My calculations using Newspoll, Nielsen, and the two Morgan phone polls are:
ALP 36.6 L-NP 43.3 GR 11.3 OTH 8.8 TPP ALP 49.7 L-NP 50.3
A uniform 3% swing would see the ALP lose 14 seats to be on 69 seats, giving the L-NP 78 seats and a majority.
A couple to things to note:
Even with the disastrous 36.6% primary vote, the ALP is still at about 50/50 TPP.
In 1995 the L-NP led the ALP consistently all year by as much as 56/44 and in 2007 it was by even a bigger margin to the ALP by 60/40 at times.
In 1998, 2001 and 2004 the ALP had leads of 56/44 and Howard’s approvals were worse then Rudd’s are now and Beazley and Latham had better preferred PM ratings than Abbott. Beazley led Howard and Latham was within a few points.
There’s little doubt that the ALP is under the pump, but it’s a reaction to Rudd and the ALP it’s not an endorsement of Abbott and the L-NP.

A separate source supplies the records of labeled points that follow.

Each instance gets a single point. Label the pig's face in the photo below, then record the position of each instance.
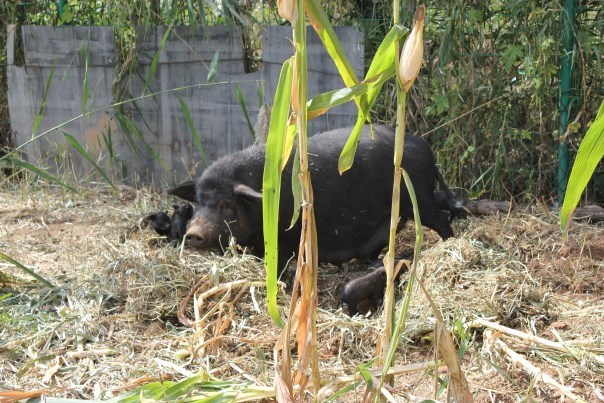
(223, 209)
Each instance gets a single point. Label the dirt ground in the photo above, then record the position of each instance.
(110, 323)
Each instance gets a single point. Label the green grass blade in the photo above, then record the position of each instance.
(320, 104)
(155, 61)
(191, 15)
(271, 185)
(591, 152)
(232, 6)
(382, 61)
(26, 270)
(204, 20)
(74, 143)
(108, 142)
(43, 104)
(399, 328)
(320, 22)
(213, 67)
(260, 89)
(350, 148)
(384, 57)
(296, 188)
(40, 172)
(196, 138)
(290, 136)
(244, 108)
(86, 85)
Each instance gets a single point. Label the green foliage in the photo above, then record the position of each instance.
(26, 270)
(501, 61)
(589, 156)
(271, 184)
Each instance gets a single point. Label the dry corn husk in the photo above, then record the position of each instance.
(413, 51)
(288, 10)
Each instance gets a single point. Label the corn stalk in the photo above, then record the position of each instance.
(408, 68)
(303, 306)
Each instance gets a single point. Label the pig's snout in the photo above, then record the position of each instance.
(199, 233)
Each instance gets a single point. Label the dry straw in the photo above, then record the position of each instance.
(112, 322)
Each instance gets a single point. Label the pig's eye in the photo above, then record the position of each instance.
(227, 207)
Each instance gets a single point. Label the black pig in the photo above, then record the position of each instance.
(352, 210)
(371, 286)
(160, 222)
(178, 223)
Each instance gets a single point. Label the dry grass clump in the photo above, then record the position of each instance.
(467, 280)
(150, 281)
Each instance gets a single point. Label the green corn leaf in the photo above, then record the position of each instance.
(320, 22)
(40, 172)
(244, 108)
(155, 61)
(26, 270)
(350, 148)
(191, 15)
(271, 185)
(296, 188)
(399, 328)
(43, 104)
(213, 66)
(382, 61)
(74, 143)
(320, 104)
(591, 152)
(234, 12)
(196, 138)
(384, 58)
(108, 142)
(288, 144)
(260, 90)
(204, 20)
(86, 93)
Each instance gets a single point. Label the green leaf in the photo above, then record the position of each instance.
(204, 20)
(384, 58)
(350, 148)
(213, 66)
(43, 104)
(155, 61)
(86, 93)
(40, 172)
(196, 138)
(296, 188)
(591, 152)
(320, 22)
(74, 143)
(241, 99)
(320, 104)
(26, 270)
(383, 61)
(271, 185)
(126, 125)
(512, 54)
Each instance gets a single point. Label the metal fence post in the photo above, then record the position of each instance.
(568, 16)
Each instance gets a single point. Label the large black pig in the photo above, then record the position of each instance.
(352, 210)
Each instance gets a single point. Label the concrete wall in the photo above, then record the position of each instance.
(154, 123)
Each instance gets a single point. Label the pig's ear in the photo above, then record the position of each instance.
(185, 191)
(244, 190)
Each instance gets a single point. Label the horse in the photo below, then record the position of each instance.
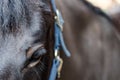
(93, 40)
(27, 41)
(26, 29)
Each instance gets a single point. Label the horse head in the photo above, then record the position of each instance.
(25, 41)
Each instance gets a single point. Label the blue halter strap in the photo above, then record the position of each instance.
(59, 43)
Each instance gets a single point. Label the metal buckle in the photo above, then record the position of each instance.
(59, 19)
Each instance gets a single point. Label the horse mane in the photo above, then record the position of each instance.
(12, 13)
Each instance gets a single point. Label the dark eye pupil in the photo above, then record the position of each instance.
(38, 53)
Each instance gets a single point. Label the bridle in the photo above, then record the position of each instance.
(59, 43)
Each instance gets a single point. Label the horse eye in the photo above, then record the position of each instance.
(35, 51)
(38, 53)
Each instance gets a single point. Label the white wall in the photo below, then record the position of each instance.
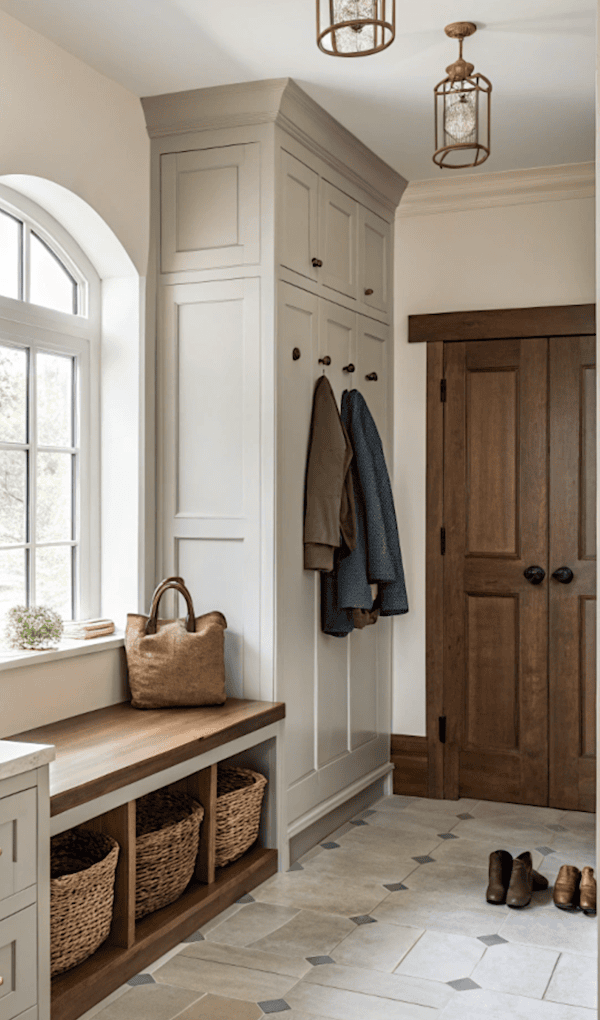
(64, 123)
(504, 257)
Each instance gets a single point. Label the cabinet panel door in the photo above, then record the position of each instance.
(372, 357)
(338, 240)
(210, 208)
(373, 248)
(17, 842)
(297, 326)
(299, 219)
(338, 340)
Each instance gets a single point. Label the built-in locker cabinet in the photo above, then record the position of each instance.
(209, 208)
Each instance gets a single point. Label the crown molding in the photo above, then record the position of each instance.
(282, 102)
(483, 191)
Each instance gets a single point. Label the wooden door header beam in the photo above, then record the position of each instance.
(504, 323)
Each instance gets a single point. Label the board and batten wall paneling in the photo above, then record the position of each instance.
(210, 419)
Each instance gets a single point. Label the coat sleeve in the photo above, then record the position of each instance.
(329, 505)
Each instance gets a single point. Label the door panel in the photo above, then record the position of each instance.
(572, 544)
(495, 516)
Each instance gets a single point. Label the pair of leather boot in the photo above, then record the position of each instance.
(576, 888)
(511, 881)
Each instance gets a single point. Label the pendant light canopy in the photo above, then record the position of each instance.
(462, 109)
(355, 28)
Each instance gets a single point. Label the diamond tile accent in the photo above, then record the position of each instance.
(461, 984)
(275, 1006)
(492, 939)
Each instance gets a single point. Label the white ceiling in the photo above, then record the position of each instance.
(539, 54)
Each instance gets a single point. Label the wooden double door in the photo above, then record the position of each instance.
(519, 570)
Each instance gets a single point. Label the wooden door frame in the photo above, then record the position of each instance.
(435, 329)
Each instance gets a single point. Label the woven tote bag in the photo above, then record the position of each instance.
(176, 663)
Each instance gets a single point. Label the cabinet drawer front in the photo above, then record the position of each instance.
(18, 837)
(210, 208)
(18, 965)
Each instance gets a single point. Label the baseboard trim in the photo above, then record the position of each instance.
(410, 758)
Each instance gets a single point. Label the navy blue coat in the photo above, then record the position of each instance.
(377, 558)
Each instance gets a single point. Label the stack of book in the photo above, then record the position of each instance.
(85, 629)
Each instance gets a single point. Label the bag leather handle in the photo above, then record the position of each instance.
(179, 585)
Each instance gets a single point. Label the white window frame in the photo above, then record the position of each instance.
(28, 325)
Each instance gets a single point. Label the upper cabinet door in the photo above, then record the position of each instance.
(210, 208)
(299, 219)
(375, 259)
(338, 241)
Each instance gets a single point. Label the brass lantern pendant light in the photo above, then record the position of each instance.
(462, 109)
(355, 28)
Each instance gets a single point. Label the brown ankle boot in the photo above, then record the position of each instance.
(588, 891)
(566, 886)
(521, 881)
(500, 868)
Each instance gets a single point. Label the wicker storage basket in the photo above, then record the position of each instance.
(167, 827)
(82, 889)
(239, 799)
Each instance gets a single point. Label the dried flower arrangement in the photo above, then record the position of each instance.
(33, 628)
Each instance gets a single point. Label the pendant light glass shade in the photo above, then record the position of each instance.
(355, 28)
(462, 110)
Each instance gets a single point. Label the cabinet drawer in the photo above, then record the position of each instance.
(18, 965)
(18, 839)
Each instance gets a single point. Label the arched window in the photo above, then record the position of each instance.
(49, 462)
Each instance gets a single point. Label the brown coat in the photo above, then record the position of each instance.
(329, 508)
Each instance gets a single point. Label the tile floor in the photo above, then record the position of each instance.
(388, 919)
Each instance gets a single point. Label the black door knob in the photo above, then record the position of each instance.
(563, 574)
(535, 574)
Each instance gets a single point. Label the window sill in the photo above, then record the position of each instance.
(14, 658)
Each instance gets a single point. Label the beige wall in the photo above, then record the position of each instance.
(504, 257)
(62, 120)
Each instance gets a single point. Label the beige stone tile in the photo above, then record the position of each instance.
(417, 991)
(217, 1008)
(334, 896)
(575, 981)
(309, 933)
(341, 1005)
(552, 928)
(481, 1004)
(379, 947)
(251, 958)
(442, 957)
(428, 910)
(251, 923)
(220, 979)
(521, 970)
(149, 1002)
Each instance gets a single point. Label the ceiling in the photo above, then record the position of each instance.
(539, 54)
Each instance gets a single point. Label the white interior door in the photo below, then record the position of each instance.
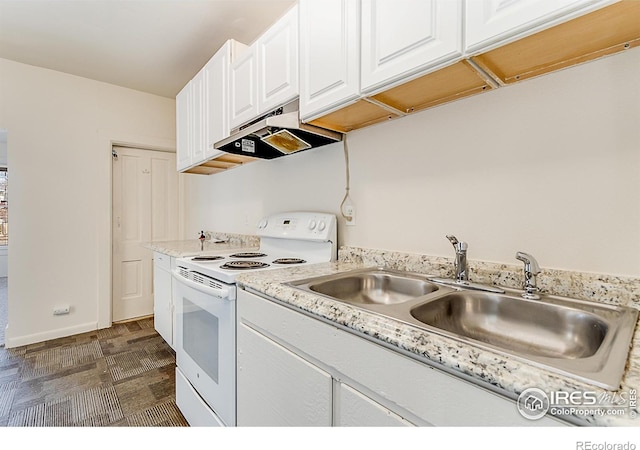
(145, 209)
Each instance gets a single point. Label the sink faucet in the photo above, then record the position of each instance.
(462, 273)
(531, 269)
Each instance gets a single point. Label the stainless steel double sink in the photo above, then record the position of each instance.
(585, 340)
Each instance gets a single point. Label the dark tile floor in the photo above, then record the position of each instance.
(119, 376)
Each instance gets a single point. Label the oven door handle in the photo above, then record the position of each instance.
(225, 293)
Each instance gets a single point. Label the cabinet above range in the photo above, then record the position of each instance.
(349, 64)
(202, 116)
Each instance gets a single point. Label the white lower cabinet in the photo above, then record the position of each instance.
(354, 409)
(278, 388)
(294, 369)
(163, 296)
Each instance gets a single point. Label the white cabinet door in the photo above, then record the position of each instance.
(401, 38)
(162, 297)
(183, 124)
(198, 118)
(275, 387)
(329, 55)
(243, 88)
(354, 409)
(216, 96)
(489, 22)
(278, 63)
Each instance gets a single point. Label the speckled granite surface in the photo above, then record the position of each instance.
(505, 374)
(192, 247)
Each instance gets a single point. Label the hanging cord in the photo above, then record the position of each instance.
(348, 181)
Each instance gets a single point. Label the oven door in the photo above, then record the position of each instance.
(206, 343)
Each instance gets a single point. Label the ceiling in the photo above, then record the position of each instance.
(154, 46)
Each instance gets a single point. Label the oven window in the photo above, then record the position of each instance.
(200, 335)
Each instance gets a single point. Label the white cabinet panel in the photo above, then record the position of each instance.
(329, 54)
(496, 21)
(216, 96)
(278, 63)
(197, 114)
(202, 109)
(243, 87)
(403, 37)
(162, 298)
(265, 76)
(275, 387)
(183, 132)
(354, 409)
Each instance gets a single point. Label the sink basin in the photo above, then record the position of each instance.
(585, 340)
(370, 286)
(526, 327)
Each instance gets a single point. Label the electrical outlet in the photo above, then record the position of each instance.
(350, 214)
(61, 311)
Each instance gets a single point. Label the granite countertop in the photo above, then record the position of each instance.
(192, 247)
(500, 372)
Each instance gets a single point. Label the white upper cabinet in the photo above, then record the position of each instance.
(265, 76)
(243, 88)
(183, 132)
(198, 117)
(401, 38)
(216, 95)
(490, 22)
(189, 137)
(278, 63)
(202, 109)
(329, 54)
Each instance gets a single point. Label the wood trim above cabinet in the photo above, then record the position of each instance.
(456, 81)
(360, 114)
(220, 164)
(603, 32)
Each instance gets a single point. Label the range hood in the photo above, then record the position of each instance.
(276, 134)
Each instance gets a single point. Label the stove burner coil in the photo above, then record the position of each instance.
(289, 261)
(244, 265)
(206, 258)
(248, 255)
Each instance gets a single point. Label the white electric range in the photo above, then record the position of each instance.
(205, 294)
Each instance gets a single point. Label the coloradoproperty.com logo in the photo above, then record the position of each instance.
(534, 403)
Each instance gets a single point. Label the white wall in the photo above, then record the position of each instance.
(60, 128)
(550, 166)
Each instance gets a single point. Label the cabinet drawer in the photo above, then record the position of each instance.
(162, 261)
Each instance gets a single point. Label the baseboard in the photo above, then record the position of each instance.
(19, 341)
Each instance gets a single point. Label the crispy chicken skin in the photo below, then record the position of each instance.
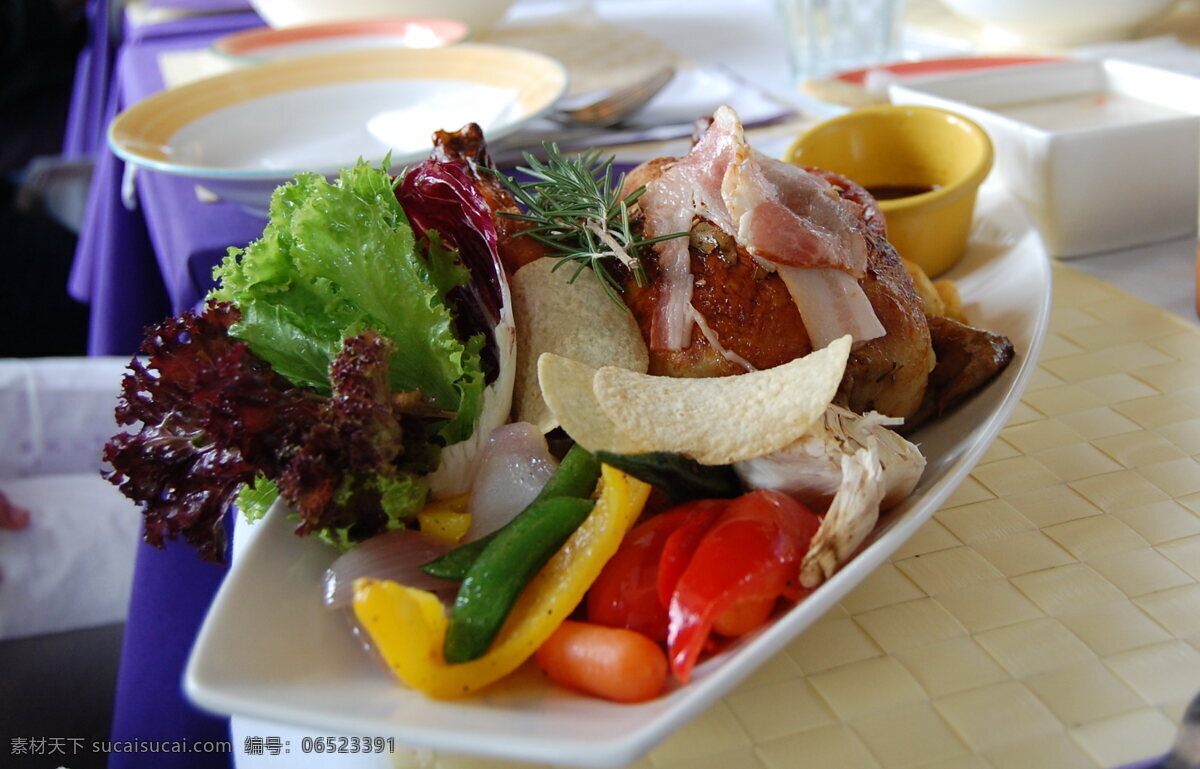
(922, 367)
(967, 358)
(468, 144)
(753, 314)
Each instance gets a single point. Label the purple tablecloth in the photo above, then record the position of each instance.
(135, 266)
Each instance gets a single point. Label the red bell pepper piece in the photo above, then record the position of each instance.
(627, 592)
(749, 558)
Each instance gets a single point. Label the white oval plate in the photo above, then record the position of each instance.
(264, 43)
(269, 650)
(245, 132)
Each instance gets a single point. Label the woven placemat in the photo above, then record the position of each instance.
(1047, 617)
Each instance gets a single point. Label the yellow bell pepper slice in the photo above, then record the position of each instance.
(408, 625)
(445, 520)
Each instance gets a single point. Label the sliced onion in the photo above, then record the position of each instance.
(832, 304)
(515, 464)
(395, 556)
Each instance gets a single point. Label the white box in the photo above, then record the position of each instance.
(1104, 154)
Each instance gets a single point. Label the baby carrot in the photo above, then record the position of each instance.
(610, 662)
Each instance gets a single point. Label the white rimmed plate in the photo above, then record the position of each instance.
(264, 43)
(269, 650)
(245, 132)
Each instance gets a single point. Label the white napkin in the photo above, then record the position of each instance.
(72, 566)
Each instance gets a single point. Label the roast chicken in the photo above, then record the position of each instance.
(778, 260)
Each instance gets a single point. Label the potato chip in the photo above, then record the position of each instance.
(573, 319)
(567, 386)
(723, 419)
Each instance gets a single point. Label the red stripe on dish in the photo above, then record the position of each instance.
(250, 41)
(942, 66)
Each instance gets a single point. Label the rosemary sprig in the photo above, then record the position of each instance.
(577, 211)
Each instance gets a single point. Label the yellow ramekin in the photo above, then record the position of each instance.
(909, 146)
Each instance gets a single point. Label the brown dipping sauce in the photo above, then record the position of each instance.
(894, 192)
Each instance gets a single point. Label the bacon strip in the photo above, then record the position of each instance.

You’d really need to see big, consistent leads before you could believe there was going to be a change of govt. What’s going on now is the public are giving Rudd a kick, but until the L-NP starts to get quite big leads, there’s nothing to show they want to kick Rudd out.
36.6% is pretty bad, but still 49.7% TPP is not so bad. I think what’s casuing the most confusion is that Rudd and the ALP had such high figures for so long. Now they’ve come back to the pack.